My question is: when I run this test application, using my memory manager uses the correct amount of memory. But when I run the same loop using [new], it uses 2.5 to 3 times more memory. Is there just something I’m not seeing here, or does [new] incur a huge overhead?
I am using VS 2010 on Win7. Also I’m just using the Task Manager to view the process memory usage.
template<typename CLASS_TYPE>
class MemFact
{
public:
int m_obj_size; //size of the incoming object
int m_num_objs; //number of instances
char* m_mem; //memory block
MemFact(int num) : m_num_objs(num)
{
CLASS_TYPE t;
m_obj_size = sizeof(t);
m_mem = new char[m_obj_size * m_num_objs);
}
CLASS_TYPE* getInstance(int ID)
{
if( ID >= m_num_objs) return 0;
return (CLASS_TYPE*)(m_mem + (ID * m_obj_size));
}
void release() { delete m_mem; m_mem = 0; }
};
/*---------------------------------------------------*/
class test_class
{
float a,b,c,d,e,f,g,h,i,j; //10 floats
};
/*---------------------------------------------------*/
int main()
{
int num = 10 000 000; //10 M items
// at this point we are using 400K memory
MemFact<test_class> mem_fact(num);
// now we're using 382MB memory
for(int i = 0; i < num; i++)
test_class* new_test = mem_fact.getInstance(i);
mem_fact.release();
// back down to 400K
for(int i = 0; i < num; i++)
test_class* new_test = new test_class();
// now we are up to 972MB memory
}
There is a minimum size for a memory allocation, depending on the CRT you are using. Often that’s 16 bytes. Your object is 12 bytes wide (assuming x86), so you’re probably wasting at least 4 bytes per allocation right there. The memory manager also has it’s own structures to keep track of what memory is free and what memory is not — that’s not free. Your memory manager is probably much simplier (e.g. frees all those objects in one go) which is inherently going to be more efficient than what new does for the general case.

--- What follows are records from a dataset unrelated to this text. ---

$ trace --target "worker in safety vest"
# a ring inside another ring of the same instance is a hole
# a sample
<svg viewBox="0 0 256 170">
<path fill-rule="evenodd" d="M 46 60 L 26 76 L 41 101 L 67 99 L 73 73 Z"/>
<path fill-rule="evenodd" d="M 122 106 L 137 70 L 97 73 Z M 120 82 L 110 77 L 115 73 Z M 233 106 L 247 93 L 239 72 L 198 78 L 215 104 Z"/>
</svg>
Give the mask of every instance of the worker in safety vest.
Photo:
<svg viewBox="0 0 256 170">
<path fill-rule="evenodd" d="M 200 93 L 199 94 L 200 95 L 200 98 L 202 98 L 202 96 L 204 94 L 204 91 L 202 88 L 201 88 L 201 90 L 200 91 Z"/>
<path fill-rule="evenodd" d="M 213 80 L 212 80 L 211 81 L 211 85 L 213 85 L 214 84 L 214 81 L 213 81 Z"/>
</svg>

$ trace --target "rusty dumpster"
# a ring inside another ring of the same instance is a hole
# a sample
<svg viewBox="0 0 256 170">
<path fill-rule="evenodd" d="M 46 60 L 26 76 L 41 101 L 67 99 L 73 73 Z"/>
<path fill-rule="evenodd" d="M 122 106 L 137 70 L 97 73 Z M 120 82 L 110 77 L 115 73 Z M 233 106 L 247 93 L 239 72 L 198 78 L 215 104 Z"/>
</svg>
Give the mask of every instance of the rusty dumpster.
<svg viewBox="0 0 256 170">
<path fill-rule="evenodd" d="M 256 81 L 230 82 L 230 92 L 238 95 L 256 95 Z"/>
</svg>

Also keep in mind that if you’re building in debug mode, the debugging allocator will pad both sides of the returned allocation with canaries in an attempt to detect undefined behavior. That’ll probably put you over the 16 byte boundary and into the next one — probably a 32 byte allocation, at least. That’ll be disabled when you build in release mode.